The pistol squat is a great exercise to build single leg strength, develop balance, and promote flexibility. Best of all, no equipment is required so it’s a movement you can do at the gym, home, or while traveling. Emily Bridgers shows how to do a pistol squat and shares three tips for those who are just learning.
How to do a Pistol Squat
- In a standing position, lift one foot off the ground and bring it out in front of your body
- Squat down with the leg that is still on the ground while the leg in the air continues to stay in front.
- During the squat, make sure your knee tracks right in front of your toes. Don’t let your knee cave in, this can lead to injury and make the movement less effective.
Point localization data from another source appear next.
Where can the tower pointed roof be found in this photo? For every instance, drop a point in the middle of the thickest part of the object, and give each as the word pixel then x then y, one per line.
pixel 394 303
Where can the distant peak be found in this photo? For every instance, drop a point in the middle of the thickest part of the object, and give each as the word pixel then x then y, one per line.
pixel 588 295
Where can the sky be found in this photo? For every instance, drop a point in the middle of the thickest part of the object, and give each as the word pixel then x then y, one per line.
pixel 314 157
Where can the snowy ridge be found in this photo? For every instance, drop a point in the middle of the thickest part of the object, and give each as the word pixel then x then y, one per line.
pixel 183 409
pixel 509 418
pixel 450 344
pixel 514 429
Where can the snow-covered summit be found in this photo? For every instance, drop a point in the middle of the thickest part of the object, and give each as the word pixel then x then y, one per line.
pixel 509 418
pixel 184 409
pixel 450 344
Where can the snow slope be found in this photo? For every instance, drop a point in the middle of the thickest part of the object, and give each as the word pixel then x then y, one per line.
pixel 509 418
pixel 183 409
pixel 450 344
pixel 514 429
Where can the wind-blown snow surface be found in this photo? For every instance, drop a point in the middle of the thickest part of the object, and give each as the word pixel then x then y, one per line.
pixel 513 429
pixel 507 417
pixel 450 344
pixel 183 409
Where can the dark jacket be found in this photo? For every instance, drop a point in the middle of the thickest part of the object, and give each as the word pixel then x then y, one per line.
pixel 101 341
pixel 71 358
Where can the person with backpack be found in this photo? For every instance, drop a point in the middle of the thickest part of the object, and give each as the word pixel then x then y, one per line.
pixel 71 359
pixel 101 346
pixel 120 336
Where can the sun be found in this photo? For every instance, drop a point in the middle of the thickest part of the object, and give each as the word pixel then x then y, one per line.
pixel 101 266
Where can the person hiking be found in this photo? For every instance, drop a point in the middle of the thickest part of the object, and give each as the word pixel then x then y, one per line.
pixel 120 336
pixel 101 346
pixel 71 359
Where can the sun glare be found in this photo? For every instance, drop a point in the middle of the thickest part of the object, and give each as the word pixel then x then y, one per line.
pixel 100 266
- Keep the weight of your body in your heel on the way down
- Push through your whole foot to stand up
Tips for Pistol Squat Beginners
Since the pistol squat requires a lot of leg strength, flexibility, and balance, many people aren’t able to complete the movement on their first try. These three tips from Emily Bridgers can help beginners develop their pistol squat.
Use an Object:
Instead of completing a full squat and bringing your butt down to the ground, you can use an object like a stool or bench and squat to that until you are able to go all the way down.
Grab a Counter Balance:
Grab a 5 or 10 pound plate. Hold it out in front of your body and then go down into a squat. This will make the movement a lot easier.
Get into a candle stick pose with your toes pointed to the ceiling. Roll forward onto one leg using that momentum and push up to stand. The momentum created will allow you to complete the movement without having to use quite as much strength.